The concentrations of inhibitor in plasma and liver were measured from samples collected 12 h after the last dose to determine the amounts required for in vivo efficacy (Table 7). Comparison of compound concentrations in liver among the different GSK9574 dose groups showed that in all cases, the amount of active compound available for viral inhibition was greater than 50-fold above the predicted efficacious concentration as defined by replicon EC₉₀ adjusted for serum binding. For comparison, control inhibitor BILN-2061 was present at a concentration equivalent only to the predicted efficacious concentration, an observation that might explain the apparent superior antiviral activity of GSK8853. HCV-796 was present at a 240-fold ratio above the predicted efficacious concentration, similarly to the result seen with GSK8853. We speculate that the greater antiviral effect of GSK8853 than HCV-796 may have been due either to the generation of fewer viable resistance mutations or to differences in the inhibitory mechanisms of these compounds at their respective sites of action.
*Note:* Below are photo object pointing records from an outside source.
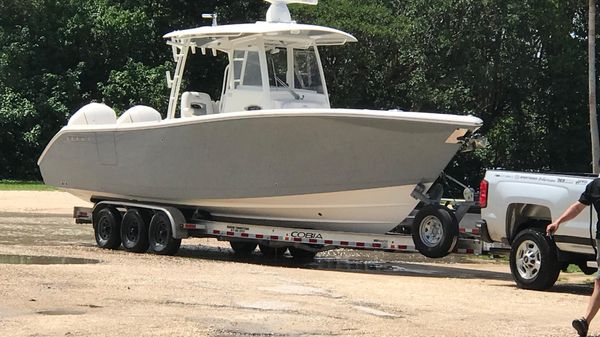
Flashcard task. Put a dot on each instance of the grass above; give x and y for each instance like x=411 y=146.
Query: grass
x=17 y=185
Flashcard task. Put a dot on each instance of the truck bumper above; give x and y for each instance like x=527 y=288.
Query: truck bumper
x=483 y=231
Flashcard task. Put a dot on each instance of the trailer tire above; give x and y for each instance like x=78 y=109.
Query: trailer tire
x=273 y=252
x=160 y=235
x=243 y=248
x=134 y=231
x=533 y=260
x=301 y=254
x=107 y=223
x=435 y=231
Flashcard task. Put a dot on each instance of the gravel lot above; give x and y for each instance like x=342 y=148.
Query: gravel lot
x=207 y=291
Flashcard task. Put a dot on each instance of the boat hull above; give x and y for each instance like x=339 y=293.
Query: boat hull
x=339 y=170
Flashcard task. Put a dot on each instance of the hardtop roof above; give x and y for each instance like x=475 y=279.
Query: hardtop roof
x=317 y=35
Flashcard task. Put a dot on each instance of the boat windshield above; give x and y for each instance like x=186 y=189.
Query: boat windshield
x=301 y=71
x=246 y=68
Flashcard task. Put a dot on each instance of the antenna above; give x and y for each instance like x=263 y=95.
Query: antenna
x=212 y=16
x=279 y=13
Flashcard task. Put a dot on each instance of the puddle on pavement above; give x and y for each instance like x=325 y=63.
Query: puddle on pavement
x=43 y=231
x=30 y=259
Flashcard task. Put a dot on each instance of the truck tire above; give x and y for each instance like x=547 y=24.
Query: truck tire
x=134 y=231
x=160 y=235
x=435 y=231
x=243 y=248
x=533 y=260
x=107 y=223
x=273 y=252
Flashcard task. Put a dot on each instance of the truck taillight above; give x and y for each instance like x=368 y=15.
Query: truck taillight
x=483 y=187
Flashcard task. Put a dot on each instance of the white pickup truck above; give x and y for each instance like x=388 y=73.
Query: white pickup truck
x=515 y=209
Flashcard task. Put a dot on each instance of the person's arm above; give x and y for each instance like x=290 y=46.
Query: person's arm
x=569 y=214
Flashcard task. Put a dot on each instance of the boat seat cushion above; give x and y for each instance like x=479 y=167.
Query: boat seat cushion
x=196 y=104
x=138 y=114
x=93 y=114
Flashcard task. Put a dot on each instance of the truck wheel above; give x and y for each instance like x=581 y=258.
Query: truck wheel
x=533 y=260
x=243 y=247
x=272 y=251
x=134 y=231
x=107 y=222
x=435 y=231
x=160 y=235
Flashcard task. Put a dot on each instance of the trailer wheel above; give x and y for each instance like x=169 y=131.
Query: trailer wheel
x=134 y=231
x=243 y=247
x=269 y=251
x=301 y=254
x=435 y=231
x=107 y=222
x=160 y=235
x=533 y=260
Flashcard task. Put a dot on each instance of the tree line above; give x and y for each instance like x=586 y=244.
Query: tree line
x=519 y=65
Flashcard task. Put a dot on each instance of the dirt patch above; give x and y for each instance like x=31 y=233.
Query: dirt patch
x=206 y=290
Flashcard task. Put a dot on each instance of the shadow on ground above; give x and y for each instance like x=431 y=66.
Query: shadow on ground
x=345 y=261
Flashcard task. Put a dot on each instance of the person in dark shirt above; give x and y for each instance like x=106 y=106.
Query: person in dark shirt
x=591 y=196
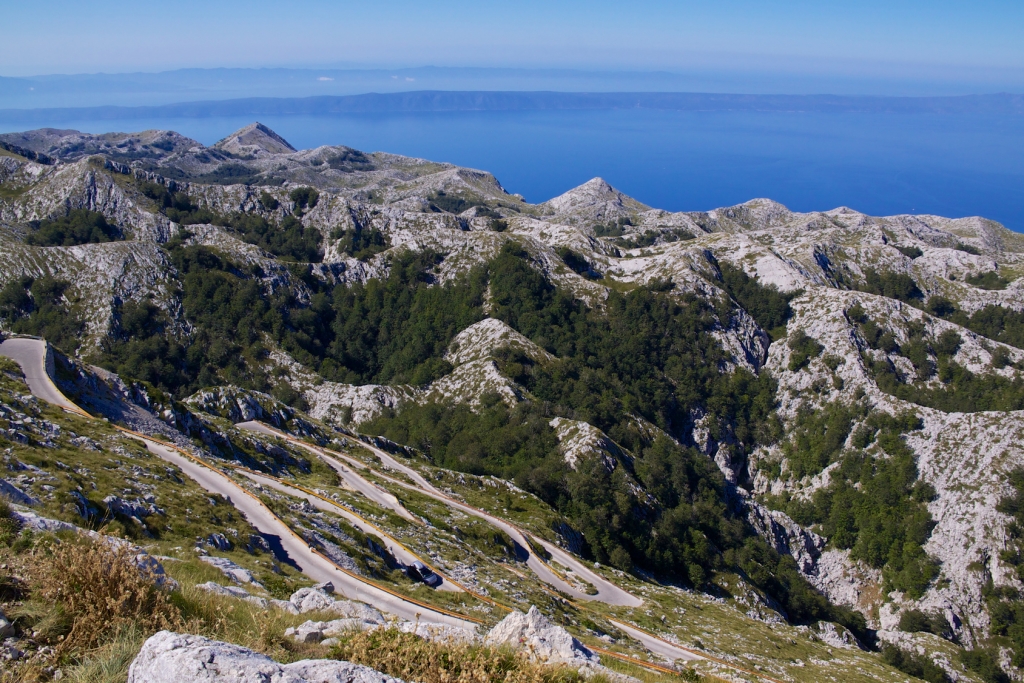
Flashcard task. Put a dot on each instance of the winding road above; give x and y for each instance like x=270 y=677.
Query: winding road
x=606 y=591
x=31 y=354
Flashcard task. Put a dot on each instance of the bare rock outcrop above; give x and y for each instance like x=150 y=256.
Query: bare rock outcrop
x=171 y=657
x=541 y=639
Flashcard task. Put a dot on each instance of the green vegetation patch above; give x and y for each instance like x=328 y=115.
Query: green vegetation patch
x=960 y=390
x=290 y=240
x=42 y=307
x=360 y=242
x=990 y=280
x=875 y=504
x=769 y=307
x=80 y=226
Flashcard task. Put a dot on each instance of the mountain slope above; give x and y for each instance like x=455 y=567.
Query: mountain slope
x=745 y=397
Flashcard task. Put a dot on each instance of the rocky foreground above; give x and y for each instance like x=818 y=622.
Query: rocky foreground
x=894 y=354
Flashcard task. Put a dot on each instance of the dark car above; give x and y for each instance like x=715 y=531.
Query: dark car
x=419 y=571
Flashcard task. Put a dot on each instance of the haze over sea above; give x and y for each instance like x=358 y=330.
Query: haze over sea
x=946 y=164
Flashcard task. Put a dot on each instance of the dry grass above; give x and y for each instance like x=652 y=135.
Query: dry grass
x=410 y=657
x=97 y=591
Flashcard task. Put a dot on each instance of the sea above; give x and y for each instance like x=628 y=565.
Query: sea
x=951 y=165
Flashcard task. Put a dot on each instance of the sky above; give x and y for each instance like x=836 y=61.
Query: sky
x=972 y=46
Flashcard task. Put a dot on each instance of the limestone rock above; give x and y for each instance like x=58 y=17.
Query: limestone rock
x=233 y=592
x=230 y=569
x=6 y=628
x=321 y=598
x=541 y=639
x=171 y=657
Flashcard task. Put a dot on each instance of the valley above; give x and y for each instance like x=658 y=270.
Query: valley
x=747 y=443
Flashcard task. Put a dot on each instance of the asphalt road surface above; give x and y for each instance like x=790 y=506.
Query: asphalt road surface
x=31 y=355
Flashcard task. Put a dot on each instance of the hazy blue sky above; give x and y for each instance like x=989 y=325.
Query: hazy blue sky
x=976 y=42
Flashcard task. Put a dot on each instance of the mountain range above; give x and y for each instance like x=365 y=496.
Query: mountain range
x=793 y=439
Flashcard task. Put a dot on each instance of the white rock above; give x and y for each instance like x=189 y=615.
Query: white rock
x=173 y=657
x=230 y=569
x=233 y=592
x=540 y=638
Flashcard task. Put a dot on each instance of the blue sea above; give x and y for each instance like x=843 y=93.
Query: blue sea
x=881 y=164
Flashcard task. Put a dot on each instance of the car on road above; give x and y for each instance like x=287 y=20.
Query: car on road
x=420 y=571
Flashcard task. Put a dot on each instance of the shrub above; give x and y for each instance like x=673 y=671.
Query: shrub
x=910 y=252
x=892 y=285
x=803 y=347
x=9 y=524
x=413 y=658
x=80 y=226
x=913 y=665
x=989 y=280
x=441 y=202
x=268 y=201
x=985 y=665
x=360 y=243
x=914 y=621
x=99 y=589
x=576 y=261
x=304 y=198
x=768 y=306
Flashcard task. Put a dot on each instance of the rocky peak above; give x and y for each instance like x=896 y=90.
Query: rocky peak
x=254 y=140
x=594 y=200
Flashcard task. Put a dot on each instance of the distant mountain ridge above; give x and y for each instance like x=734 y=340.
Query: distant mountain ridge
x=449 y=100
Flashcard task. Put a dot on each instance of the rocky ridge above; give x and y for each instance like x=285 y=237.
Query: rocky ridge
x=818 y=256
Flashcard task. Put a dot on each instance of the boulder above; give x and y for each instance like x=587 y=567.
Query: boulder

An additional check of GSK9574 efficacy was made by microscopically evaluating liver tissue from treated mice (i.e., routine histopathology and immunohistochemistry) compared to liver from an untreated HCV-infected PXB mouse. The livers contained in general greater than 70% human hepatocytes and had relatively normal architecture, including sinusoids and central veins. Human hepatocytes had abundant glycogen stores and lacked evidence of degeneration, necrosis, or significant steatosis (see Fig. S3 in the supplemental material). Metabolic functionality was suggested by membrane immunoreactivity for antihuman multidrug resistance-associated protein-2 (MRP-2), a hepatocyte transporter (see inset in Fig. S3). A high viral load in untreated HCV-infected PXB mice was indicated by the prominent immunoreactivity of HCV core protein in the human hepatocytes (see Fig. S4A). HCV-infected PXB mice that were treated with GSK8853 at 100 mg/kg showed decreases in HCV core protein immunoreactivity compared to untreated animals (see Fig. S4B), directly confirming the antiviral effect of the inhibitor. These microscopic observations correlated well with the viral load data at all doses.
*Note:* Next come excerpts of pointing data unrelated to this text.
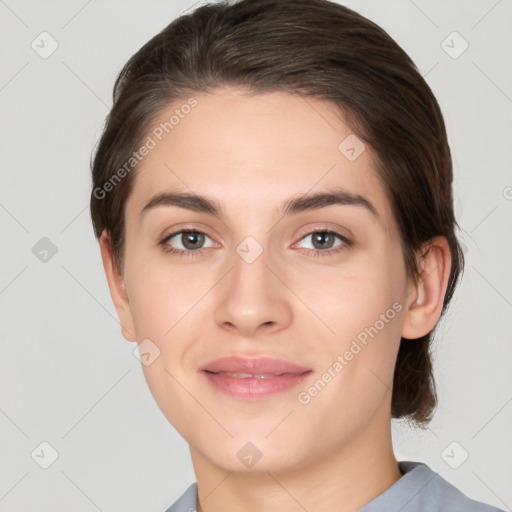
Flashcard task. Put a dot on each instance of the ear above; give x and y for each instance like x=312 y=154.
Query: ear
x=425 y=302
x=117 y=288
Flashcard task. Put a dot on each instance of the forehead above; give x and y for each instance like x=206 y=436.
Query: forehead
x=255 y=151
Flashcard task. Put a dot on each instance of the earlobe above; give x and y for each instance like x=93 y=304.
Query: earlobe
x=117 y=288
x=426 y=300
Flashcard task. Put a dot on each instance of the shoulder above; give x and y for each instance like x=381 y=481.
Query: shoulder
x=434 y=493
x=187 y=502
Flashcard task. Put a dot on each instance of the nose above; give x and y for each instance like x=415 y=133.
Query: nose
x=253 y=298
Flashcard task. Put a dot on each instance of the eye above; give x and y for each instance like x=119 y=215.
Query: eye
x=189 y=242
x=324 y=240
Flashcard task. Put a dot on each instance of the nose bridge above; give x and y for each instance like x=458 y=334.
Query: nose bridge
x=252 y=295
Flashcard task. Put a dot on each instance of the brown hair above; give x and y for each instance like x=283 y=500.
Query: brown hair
x=314 y=48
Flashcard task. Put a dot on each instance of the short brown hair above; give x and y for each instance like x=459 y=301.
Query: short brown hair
x=313 y=48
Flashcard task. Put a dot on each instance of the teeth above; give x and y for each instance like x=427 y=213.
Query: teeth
x=248 y=375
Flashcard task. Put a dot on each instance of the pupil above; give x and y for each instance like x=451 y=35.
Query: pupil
x=191 y=238
x=321 y=238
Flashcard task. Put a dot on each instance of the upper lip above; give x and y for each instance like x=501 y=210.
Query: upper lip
x=253 y=366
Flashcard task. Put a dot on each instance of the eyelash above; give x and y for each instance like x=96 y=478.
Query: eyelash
x=310 y=252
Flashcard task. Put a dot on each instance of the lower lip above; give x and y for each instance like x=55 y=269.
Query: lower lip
x=254 y=387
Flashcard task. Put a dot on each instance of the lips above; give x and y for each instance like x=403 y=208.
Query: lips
x=255 y=367
x=255 y=378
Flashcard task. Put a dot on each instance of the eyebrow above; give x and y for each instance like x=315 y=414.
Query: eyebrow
x=307 y=202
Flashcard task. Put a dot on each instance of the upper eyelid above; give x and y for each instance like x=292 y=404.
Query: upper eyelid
x=344 y=238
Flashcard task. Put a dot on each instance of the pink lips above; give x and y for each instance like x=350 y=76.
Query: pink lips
x=253 y=378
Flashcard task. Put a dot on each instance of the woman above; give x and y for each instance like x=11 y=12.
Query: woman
x=272 y=194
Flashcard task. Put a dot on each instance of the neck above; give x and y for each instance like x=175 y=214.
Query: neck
x=345 y=480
Novel resistant variants were found in virus after in vivo treatment with GSK8853 prodrug.

Serum collected after day 7 of treatment was used for sequence analysis of the circulating virus. RNA from each individual mouse was extracted, amplified, and analyzed with ultradeep sequencing via 454 technology, with sequences compared to those of the PBC002 strain. Interestingly, only small amounts of resistant NS4B variants identified in vitro were found in the virus collected from the GSK9574-treated animals, with NS4B F98L and V105M/W variants seen in <4% of the virus population in only a few mice. The virus sequences instead presented a series of novel amino acid changes that have not been identified with in vitro replicon analysis (Table 8). Within the 10 mg/kg GSK9574 dose group, virus populations from every mouse contained high (39% to 90%) concentrations of an NS4B N99H variant, and three of the mice had small (1% to 2%) amounts of an N56I change. Virus populations from the intermediate 30 mg/kg GSK9574 dose group contained smaller proportions of NS4B N99H (4% to 13%) but larger amounts of N56I (3% to 30%) as well as an additional G60V change (6% to 11%). Sequences from the 100 mg/kg GSK9574 dose group were difficult to analyze due to the low quantity of virus remaining after dosing, but sequence changes detected in the virus populations from three of the mice included N56I (1% to 10% in three mice) and G60V (17% to 24% in two mice). Analysis of the amplicons indicated that these sequence changes occurred independently, with no linkage detected. None of these residue changes were present when pretreatment virus samples were sequenced or when the NS4B region was sequenced from virus populations of the HCV-796- and BILN-2061-treated mice.

TABLE 8.

Sequence changes identified in virus after 7-day in vivo dosing with GSK9574

Dose group (mg/kg BID)	Mousea	% sequence changeb
		N56I	G60V	F98L	N99H	V105X
GSK9574
10	G3-01	1.7			38.7
	G3-02	1.7			89.8
	G3-03	1.9		1.7	65.7
	G3-04				81.0
30	G2-01	16.0	11.0	2.8	10.3	(M) 2.6
	G2-02	30.6	6.5		6.8	(W) 2.1
	G2-03	8.7	6.4		12.5
	G2-04	3.1	7.8	2.1	4.3	(M) 1.7
100	G1-01
	G1-02	9.6	17
	G1-03	1.1
	G1-04	10.1	23.9	3.7
HCV-796
100	G4-01
	G4-02
	G4-03
	G4-04
BILN-2061
10	G5-01
	G5-02
	G5-03
	G5-04

^aResults are separated by dose groups, designated G1 to G5, where each row refers to an individual mouse from the specific dose group.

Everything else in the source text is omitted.